Let's start off by defining the values and uncertainties, along with some constants:

In [1]:
import numpy as np
%matplotlib inline
import matplotlib.pyplot as plt

In [2]:
# Defined constant(s)
G = 6.67384e-11  # SI units

# Define values to sample from
mean_m_1 = 40.e4
sigma_m_1 = 0.05e4
mean_m_2 = 30.e4
sigma_m_2 = 0.1e4
mean_r = 3.2
sigma_r = 0.01


We can now compute the mean and uncertainty in the force using standard error propagation:

In [3]:
# Compute mean and error of force
mean_f = G * mean_m_1 * mean_m_2 / mean_r ** 2
sigma_f = mean_f * np.sqrt((sigma_m_1 / mean_m_2) ** 2
+ (sigma_m_2 / mean_m_2) ** 2
+ 4. * (sigma_r / mean_r) ** 2)
print(mean_f, sigma_f)

0.7820906249999999 0.00569109398721


We can also compute this using Monte-Carlo error propagation. We sample N initial values that are drawn from the initial distributions:

In [4]:
N = 1000000
m_1 = np.random.normal(mean_m_1, sigma_m_1, N)
m_2 = np.random.normal(mean_m_2, sigma_m_2, N)
r = np.random.normal(mean_r, sigma_r, N)


and for each sample, we can compute the final value:

In [5]:
F = G * m_1 * m_2 / r ** 2


We can print for these the mean and standard deviation:

In [6]:
print(np.mean(F), np.std(F))

0.782098536342 0.005621420728


which is similar to the values found above, but in fact we have the full distribution of values, which we can plot a histogram for, along with a curve showing the Gaussian function for the result found from standard error propagation:

In [7]:
# Define range of output values for plotting
xmin = 0.75
xmax = 0.82

# Define Gaussian function

def gaussian(x, mu, sigma):
norm = 1. / (sigma * np.sqrt(2. * np.pi))
return norm * np.exp(-(x - mu) ** 2. / (2. * sigma ** 2))

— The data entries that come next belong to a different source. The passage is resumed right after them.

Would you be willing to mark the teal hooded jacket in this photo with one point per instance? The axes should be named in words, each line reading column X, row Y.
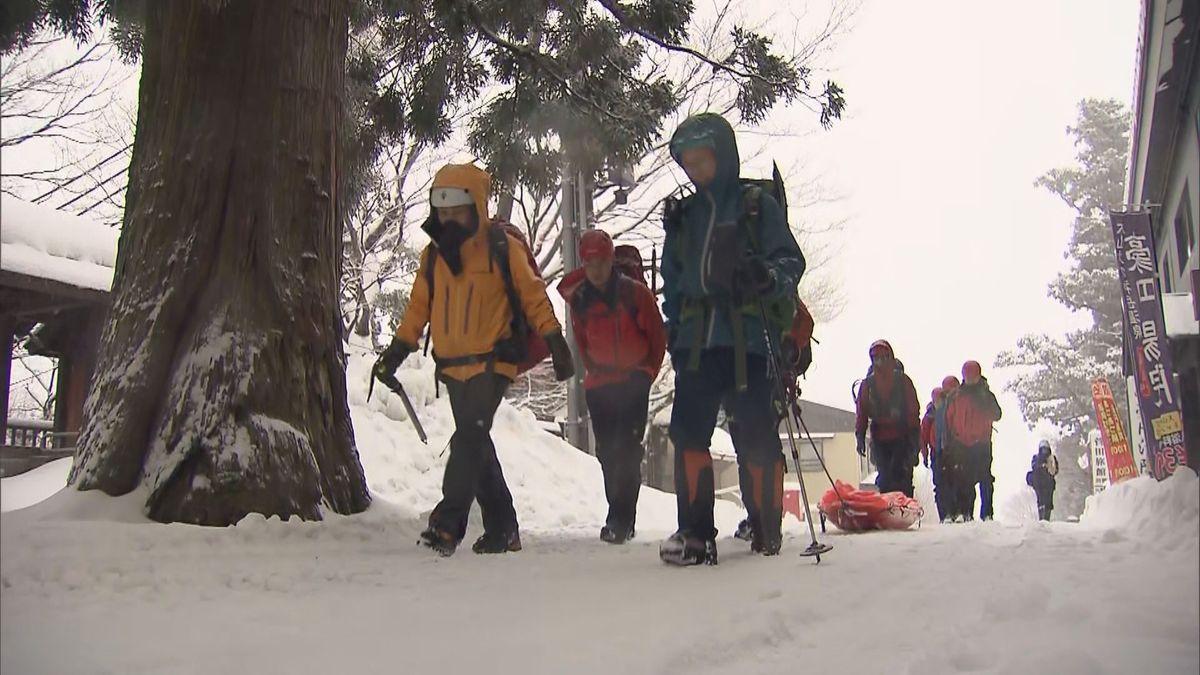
column 687, row 279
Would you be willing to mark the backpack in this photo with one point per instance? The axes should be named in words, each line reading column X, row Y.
column 787, row 316
column 523, row 347
column 627, row 258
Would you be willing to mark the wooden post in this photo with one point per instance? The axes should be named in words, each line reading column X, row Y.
column 5, row 375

x = np.linspace(xmin, xmax, 1000)
y = gaussian(x, mean_f, sigma_f)

plt.hist(F, bins=50, range=[xmin, xmax], normed=True)
plt.plot(x, y, color='red', lw=3)
plt.xlabel("Force (N)")
plt.ylabel("Relative Probability")
plt.xlim(xmin, xmax)

Out[7]:
(0.75, 0.82)

The two agree very nicely. Now let's repeat this, but with larger initial errors:

The distribution of the sampled values agrees well with that found from standard error propagation. We can now repeat the experiment with larger uncertainties:

In [8]:
# Define values to sample from
mean_m_1 = 40.e4
sigma_m_1 = 2.e4
mean_m_2 = 30.e4
sigma_m_2 = 10.e4
mean_r = 3.2
sigma_r = 1.0

# Define range of output values for plotting
xmin = -1.
xmax = 5.

# Define number of samples
N = 1000000

## STANDARD ERROR PROPAGATION

# Compute mean and error of force
mean_f = G * mean_m_1 * mean_m_2 / mean_r ** 2
sigma_f = mean_f * np.sqrt((sigma_m_1 / mean_m_2) ** 2
+ (sigma_m_2 / mean_m_2) ** 2
+ 4. * (sigma_r / mean_r) ** 2)

# Define Gaussian function
x = np.linspace(xmin, xmax, 1000)
y = gaussian(x, mean_f, sigma_f)

## MONTE-CARLO ERROR PROPAGATION

# Sample from initial values
m_1 = np.random.normal(mean_m_1, sigma_m_1, N)
m_2 = np.random.normal(mean_m_2, sigma_m_2, N)
r = np.random.normal(mean_r, sigma_r, N)

# Compute final values
F = G * m_1 * m_2 / r ** 2

## PLOTTING

plt.hist(F, bins=50, range=[xmin, xmax], normed=True)
plt.plot(x, y, color='red', lw=3)
plt.xlabel("Force (N)")
plt.ylabel("Relative Probability")
plt.xlim(xmin, xmax)

Out[8]:
(-1.0, 5.0)

The distribution of sampled points is now significantly non-Gaussian, which is normal because the uncertainties are large, and standard error propagation only works for small errors. The conclusion is that Monte-Carlo propagation is easier to code (because one doesn't need to remember all the propagation equations) and is also more correct because it can take into account non-Gaussian distributions (of input or output).